Anayasa Mahkemesi, maddeyi iptal istemi doğrultusunda incelemiş ve oybirliğiyle iptaline karar vermiş6 ve bu kararını aşağıdaki gerekçelere dayandırmıştır:
* Maden Kanunu'nun iptali istenilen düzenlemesinde belirtilen yerlerde yapılacak madencilik faaliyetlerinin hangi esaslara göre yürütüleceği Bakanlar Kurulu tarafından çıkarılacak yönetmeliğe bırakılmaktadır. Anayasa'nın 168. maddesi uyarınca, tabiî servet ve kaynaklarla ilgili gerçek ve tüzel kişilerin uyması gereken usul ve esasların yasayla düzenlenmesi zorunludur. Bununla birlikte, kıyılarla sahil şeritlerinden yararlanma imkân ve şartları ile tarih, kültür ve tabiat varlıkları ve diğerlerinden özel mülkiyet konusu olanlara getirilecek sınırlamaların da Anayasa'ya uygun olmak koşuluyla yasayla düzenlenmesi, Anayasanın 43. ve 63. maddelerinin gereğidir. Buna göre, belirtilen yerlerdeki madencilik faaliyetlerinin yürütülmesine ilişkin esasların yasada düzenlenmesi gerekirken, iptali istenen kural ile bu hususlara ilişkin düzenlemenin Bakanlar Kurulu tarafından çıkarılacak yönetmeliğe bırakılması Anayasanın 43., 63. ve 168. maddelerine aykırıdır.

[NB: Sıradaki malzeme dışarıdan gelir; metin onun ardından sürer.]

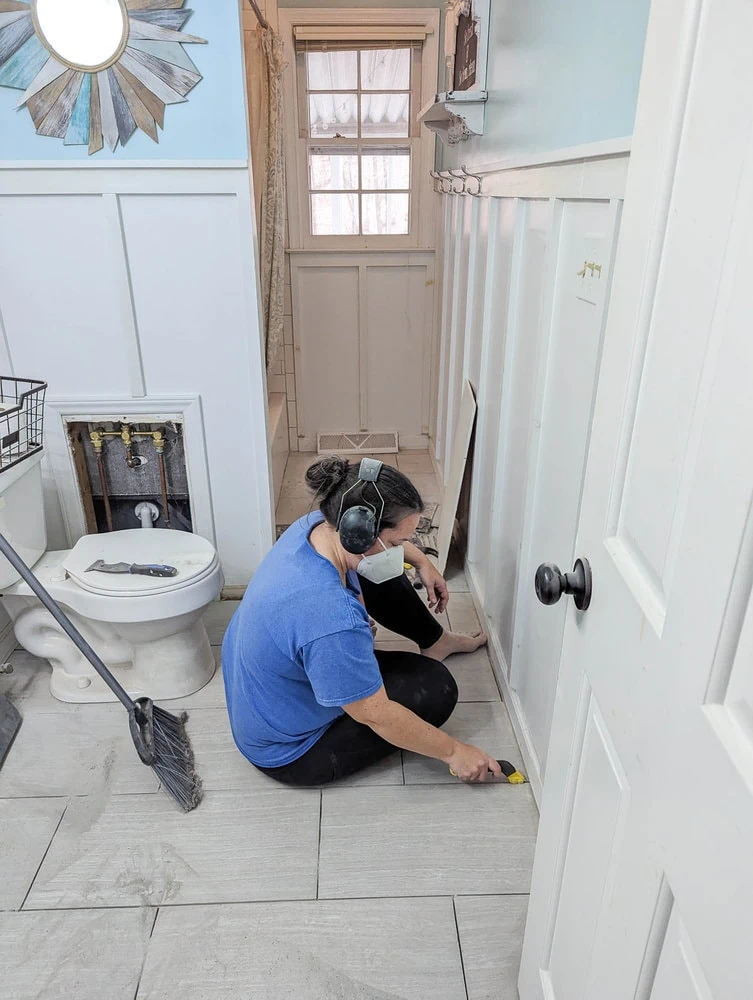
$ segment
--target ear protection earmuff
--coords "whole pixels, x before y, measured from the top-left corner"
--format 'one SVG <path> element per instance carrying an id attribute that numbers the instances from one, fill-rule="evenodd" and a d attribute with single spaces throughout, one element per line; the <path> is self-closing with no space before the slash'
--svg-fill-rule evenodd
<path id="1" fill-rule="evenodd" d="M 379 528 L 384 514 L 384 497 L 379 492 L 376 484 L 379 473 L 382 471 L 383 463 L 376 458 L 362 458 L 358 469 L 358 480 L 347 489 L 340 500 L 340 511 L 337 515 L 337 531 L 340 536 L 340 544 L 346 552 L 353 555 L 361 555 L 372 547 L 379 536 Z M 381 504 L 379 512 L 377 508 L 365 501 L 355 507 L 348 507 L 343 514 L 345 497 L 361 483 L 373 483 L 379 502 Z"/>

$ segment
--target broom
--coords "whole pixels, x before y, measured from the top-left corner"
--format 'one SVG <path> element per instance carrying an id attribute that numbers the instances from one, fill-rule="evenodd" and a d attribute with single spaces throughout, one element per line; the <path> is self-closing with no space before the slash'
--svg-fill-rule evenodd
<path id="1" fill-rule="evenodd" d="M 172 715 L 151 698 L 131 698 L 2 534 L 0 552 L 124 705 L 131 737 L 142 762 L 152 768 L 184 812 L 195 809 L 201 802 L 201 779 L 194 770 L 193 751 L 186 734 L 188 715 L 185 712 Z"/>

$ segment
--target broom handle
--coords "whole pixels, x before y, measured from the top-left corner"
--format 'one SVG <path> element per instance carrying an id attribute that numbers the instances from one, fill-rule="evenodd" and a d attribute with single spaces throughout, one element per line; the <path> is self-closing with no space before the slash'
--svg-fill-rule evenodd
<path id="1" fill-rule="evenodd" d="M 116 681 L 73 622 L 63 613 L 62 609 L 57 605 L 53 598 L 50 597 L 39 580 L 37 580 L 32 571 L 10 544 L 8 539 L 2 534 L 0 534 L 0 552 L 5 556 L 24 582 L 31 587 L 68 638 L 78 646 L 113 694 L 116 695 L 116 697 L 125 705 L 127 709 L 132 709 L 134 701 L 128 696 L 128 692 Z"/>

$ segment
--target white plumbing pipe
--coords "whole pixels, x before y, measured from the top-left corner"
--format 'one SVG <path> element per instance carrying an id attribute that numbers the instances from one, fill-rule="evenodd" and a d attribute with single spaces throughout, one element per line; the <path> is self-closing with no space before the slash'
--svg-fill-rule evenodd
<path id="1" fill-rule="evenodd" d="M 153 503 L 140 503 L 134 513 L 139 521 L 141 521 L 142 528 L 153 528 L 154 522 L 159 517 L 159 507 L 156 507 Z"/>

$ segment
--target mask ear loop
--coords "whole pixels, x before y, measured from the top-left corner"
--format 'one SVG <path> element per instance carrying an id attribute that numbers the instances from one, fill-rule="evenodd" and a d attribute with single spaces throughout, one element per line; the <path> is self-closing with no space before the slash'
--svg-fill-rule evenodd
<path id="1" fill-rule="evenodd" d="M 379 499 L 382 502 L 382 507 L 381 507 L 381 509 L 379 511 L 379 517 L 376 517 L 376 507 L 372 508 L 373 511 L 374 511 L 374 517 L 376 517 L 376 534 L 375 534 L 374 537 L 375 538 L 379 538 L 379 532 L 382 530 L 382 518 L 384 517 L 384 497 L 379 492 L 379 487 L 377 486 L 376 482 L 373 482 L 371 485 L 376 490 L 377 496 L 379 497 Z"/>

* Anayasa'nın 43., 63., ve 168. maddelerine aykırılık oluşturan kural, kuşkusuz, aynı zamanda Anayasa'nın 2. maddesinde ifadesini bulan "Hukuk Devleti" ilkesine de aykırıdır.
* İptali istenen Maden Kanunu'nun 7/1 maddesi, Anayasa'nın 2., 43., 63. ve 168. maddelerine aykırı görülerek iptal edildiğinden 169.madde7 yönünden incelenmesine gerek görülmemiştir. Ayrıca, bu fıkranın uygulanmasından doğacak sonradan giderilmesi güç veya olanaksız durum ve zararların önlenmesi ve iptal kararının sonuçsuz kalmaması için kararın Resmî Gazetede yayımlanacağı güne kadar yürürlüğünün durdurulmasına da karar verilmiştir.
Bunun ardından, Maden Kanunu'nun Anayasa Mahkemesi tarafından iptal edilen 7. maddesinin uygulamasını gösteren Madencilik Yönetmeliği'nin çok sayıda maddesinin iptali istemiyle8 Danıştay'a başvuruda bulunulmuştur. Başvuru gerekçesi, "Yönetmeliğin hukuki dayanağı kalmadığı ve hukuksal dayanağını yitiren Yönetmeliğin uygulanamayacağı, Yönetmelikte belirtilen alanlar ile çevrenin korunmasına dair uluslar arası sözleşmelerde belirlenen alanların ortak olduğu ve bu nedenle Yönetmeliğin uygulanmasının Anayasa ve uluslararası sözleşmelere aykırılık oluşturacağı" şeklindedir.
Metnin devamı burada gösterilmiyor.